A review of this — 11 weeks ago

WORTH CONSUMING!

This light-hearted social criticism examines the so-called “educated class,” positing that today’s elite grew out of the hippie flower children of the ‘60s into the money-hungry yuppies of the ‘80s, to ultimately reach an uneasy truce between their conflicting ethos today – to become “Bourgeois Bohemians,” or “Bobos,” for short. This new “meritocracy,” composed of dot-com millionaires, Hollywood producers, pop culture analysts and other members of the “creative class,” has successfully overthrown the old money elite, which inherited their megabucks instead of earning them.
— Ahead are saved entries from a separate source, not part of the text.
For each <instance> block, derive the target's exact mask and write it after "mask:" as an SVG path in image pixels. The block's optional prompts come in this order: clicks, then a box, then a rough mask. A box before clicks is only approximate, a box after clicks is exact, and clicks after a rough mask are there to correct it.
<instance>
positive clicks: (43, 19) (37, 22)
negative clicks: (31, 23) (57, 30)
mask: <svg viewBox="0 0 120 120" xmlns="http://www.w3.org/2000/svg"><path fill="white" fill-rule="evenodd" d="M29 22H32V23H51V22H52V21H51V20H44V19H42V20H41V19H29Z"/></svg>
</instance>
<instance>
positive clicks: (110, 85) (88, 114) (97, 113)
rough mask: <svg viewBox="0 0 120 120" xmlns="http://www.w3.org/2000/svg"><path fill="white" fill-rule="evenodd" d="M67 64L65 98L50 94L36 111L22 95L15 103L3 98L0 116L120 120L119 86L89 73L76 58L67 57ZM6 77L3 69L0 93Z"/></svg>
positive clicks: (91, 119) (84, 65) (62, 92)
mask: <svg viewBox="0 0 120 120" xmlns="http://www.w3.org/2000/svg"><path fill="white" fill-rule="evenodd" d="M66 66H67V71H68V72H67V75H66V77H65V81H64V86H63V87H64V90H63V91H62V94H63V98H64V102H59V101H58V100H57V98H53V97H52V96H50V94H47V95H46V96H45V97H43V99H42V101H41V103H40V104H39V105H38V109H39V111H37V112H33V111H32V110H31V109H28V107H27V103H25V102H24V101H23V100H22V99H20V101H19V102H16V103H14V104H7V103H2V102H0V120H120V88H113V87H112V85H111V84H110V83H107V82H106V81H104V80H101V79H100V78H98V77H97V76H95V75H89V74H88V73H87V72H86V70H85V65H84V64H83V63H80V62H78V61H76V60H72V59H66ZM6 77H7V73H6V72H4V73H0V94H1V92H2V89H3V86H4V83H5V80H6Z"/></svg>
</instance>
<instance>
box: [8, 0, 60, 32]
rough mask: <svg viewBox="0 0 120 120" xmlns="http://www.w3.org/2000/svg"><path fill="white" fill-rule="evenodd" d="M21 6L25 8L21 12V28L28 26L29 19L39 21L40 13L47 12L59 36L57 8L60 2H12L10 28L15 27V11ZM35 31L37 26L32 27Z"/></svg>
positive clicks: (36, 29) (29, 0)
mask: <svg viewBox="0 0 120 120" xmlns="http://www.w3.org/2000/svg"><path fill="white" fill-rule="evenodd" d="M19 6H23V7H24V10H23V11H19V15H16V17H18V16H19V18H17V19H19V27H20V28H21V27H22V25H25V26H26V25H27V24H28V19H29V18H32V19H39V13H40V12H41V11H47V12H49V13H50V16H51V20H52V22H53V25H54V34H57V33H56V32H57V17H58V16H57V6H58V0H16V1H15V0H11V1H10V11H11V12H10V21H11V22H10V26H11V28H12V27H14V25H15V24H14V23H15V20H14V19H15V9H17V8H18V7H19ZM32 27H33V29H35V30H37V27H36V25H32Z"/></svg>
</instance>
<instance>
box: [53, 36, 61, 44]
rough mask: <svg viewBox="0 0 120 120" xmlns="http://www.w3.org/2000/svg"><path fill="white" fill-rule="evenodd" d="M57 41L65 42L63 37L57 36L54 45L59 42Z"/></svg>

I suspect many readers will recognize themselves in these pages, sometimes uncomfortably so. All the time I was reading the book, I was shopping at Pottery Barn, listening to NPR and searching for a lost spiritual identity in foreign cultures, just as this book posits that most Bobos do. (Of course, I lack the money that these people supposedly have, so I can still feel superior about that.) But the author gleefully admits that he’s a Bobo too, and even though he gently pokes fun at this compromised generation, he is very fond of them at the same time.

The book is amazingly easy to read, for nonfiction, mostly because Brooks approaches his subject with such gentle humor. I particularly enjoyed the chapter on Bobo recreation, in which Brooks describes a trek through the a gigantic outdoors outfitters store as if he is climbing up the side of an ice-covered mountain, with the goal of reaching the coffeeshop on the top floor. I also enjoyed the description of the lifespan of an intellectual, the apex of which is described this way: “Books and panels are fine, but in the end, those who are not on television find their lives are without meaning.”

Ryan Murphy
Seattle

David Brooks makes some good points — 4 years ago

WORTH CONSUMING!

Brooks’ Bobos in Paradise is a great book although a little long in some of its stories. I have also heard Brooks speak in public and would highly recommend it if you were to get the chance.

A story about this — 6 years ago

we read this book for my “postmodern ethics” class and i loved it, though i think pretty much everyone else in the class hated it. the book expertly describes the ironic “bohemian bourgeoisie” culture that pervades cities, college campuses, etc.